In aviation, precision runway monitor (PRM) is a high-speed, high-precision radar system developed by Raytheon to monitor simultaneous close parallel instrument approaches to airports.

== Radar ==
PRM uses a Monopulse Secondary Surveillance Radar (MSSR) that employs electronically-scanned antennas. Because the PRM has no scan rate restrictions, it is capable of providing a faster update rate (up to 1.0 second) over conventional systems, thereby providing better target presentation in terms of accuracy, resolution, and track prediction. The system is designed to search, track, process, and display SSR-equipped aircraft within airspace of over 30 miles in range and over 15,000 feet in elevation. Visual and audible alerts are generated to warn controllers to take corrective actions.

== Use ==
PRM is one type of radar system that can be used to allow simultaneous approaches on parallel runways that are typically spaced 3000–4300 ft to each other. Separating the two final approach courses is a No Transgression Zone (NTZ) with surveillance of that zone provided by two controllers, one for each active approach. The system tracking software provides PRM monitor controllers with aircraft identification, position, speed, projected position, as well as visual and aural alerts.

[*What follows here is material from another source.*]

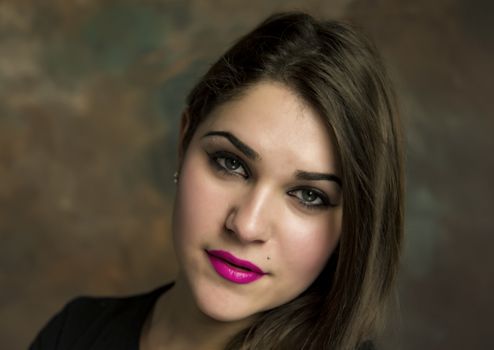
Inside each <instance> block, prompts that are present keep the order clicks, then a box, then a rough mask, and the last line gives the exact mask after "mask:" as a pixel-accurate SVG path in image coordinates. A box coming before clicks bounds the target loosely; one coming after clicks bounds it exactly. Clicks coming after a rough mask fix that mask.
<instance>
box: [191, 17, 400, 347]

Airports at which PRM is in use in the United States include Chicago-O'Hare, San Francisco, Detroit, and Atlanta. Internationally only Sydney, Australia uses PRM.

== Training ==

Controllers need to be PRM certified before using the technology. Flight crew wishing to fly PRM approaches are required to undergo specific training related to these approaches before taking part. The training includes practicing the climbing and descending “BREAKOUT” manoeuvre in the simulator.